Esercizio intenso: 45-120 minuti di attività a frequenza cardiaca elevata.
Esercizio molto intenso: 2+ ore di attività con frequenza cardiaca elevata.
Nota del redattore: il contenuto di BarBend ha lo scopo di essere di natura informativa, ma non dovrebbe sostituire il consiglio e / o la supervisione di un professionista medico. Le opinioni e gli articoli su questo sito non sono destinati ad essere utilizzati come diagnosi, prevenzione e / o trattamento di problemi di salute. Parla con il tuo medico se hai dubbi.
C'è una differenza tra evitare un nutriente carenza e mangiare il ottimale quantità di un nutriente. (Pensa a quanta vitamina C ti impedirà di contrarre lo scorbuto vs. l'importo con cui potresti integrare durante la stagione influenzale.)
L'U.S. Il valore giornaliero di proteine della Food and Drug Administration è di 50 grammi, sulla base di una dieta a 2.000 calorie, che è il 10 percento delle calorie totali. Una carenza di proteine può causare atrofia muscolare e un maggior rischio di fratture ossee, tra gli altri problemi.(1) (2)

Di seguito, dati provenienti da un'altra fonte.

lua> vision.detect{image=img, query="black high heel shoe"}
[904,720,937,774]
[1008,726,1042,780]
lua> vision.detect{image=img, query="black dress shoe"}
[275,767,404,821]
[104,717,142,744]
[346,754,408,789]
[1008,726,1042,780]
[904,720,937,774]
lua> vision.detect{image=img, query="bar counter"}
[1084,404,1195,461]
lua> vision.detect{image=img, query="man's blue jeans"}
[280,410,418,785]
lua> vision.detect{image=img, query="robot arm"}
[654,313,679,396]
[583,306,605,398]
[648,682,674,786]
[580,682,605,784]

Ma se vuoi massimizzare la quantità di muscoli puoi costruire e ridurre al minimo la quantità di grasso che guadagnerai? Oppure, se stai mangiando in un deficit calorico, se vuoi massimizzare la ritenzione muscolare e la perdita di grasso, quasi tutti gli esperti e i non esperti (come quel ragazzo in palestra) consiglieranno ovunque da 0.Da 5 a 2 grammi di proteine per chilo di peso corporeo.
Ecco cosa dicono i dati sull'impostazione della propria assunzione.
Ancora una volta, non stiamo parlando dell'importo minimo per evitare una carenza, qui. Stiamo parlando dell'importo, nelle parole della The International Association of Athletics Federations (IAAF),
allenarsi il più duramente possibile con adattamento e recupero ottimali, rimanere in salute e senza infortuni, ottenere un fisico adatto al proprio evento e esibirsi al meglio nei giorni delle competizioni di punta.(3)
In altre parole, se vuoi allenarti duramente, recuperare bene e avere un bell'aspetto. E il position paper della IAAF (collegato sopra) è in linea con il position paper dell'American Dietetic Association, dei Dietitians of Canada e dell'American College of Sports Medicine: l'assunzione minima per cui gli "individui attivi" dovrebbero puntare è 1.2 a 1.7 grammi per chilogrammo di peso corporeo o 0.54 a 0.77 grammi per libbra.(4)
Dietisti sportivi e nutrizionisti con cui abbiamo parlato, come Brian St di Precision Nutrition. Pierre, MS, RD, Stronger By Science's Dr. Eric Trexler e il dott. Mike T. Nelson, semplificalo dicendo il "pavimento" che dovresti raggiungere ogni giorno è 0.7 grammi per libbra di peso corporeo. Questo è il tuo minimo. Molte ricerche, come una meta-analisi di 49 studi pubblicati su British Journal of Sports Medicine, supporta anche quel numero.(5)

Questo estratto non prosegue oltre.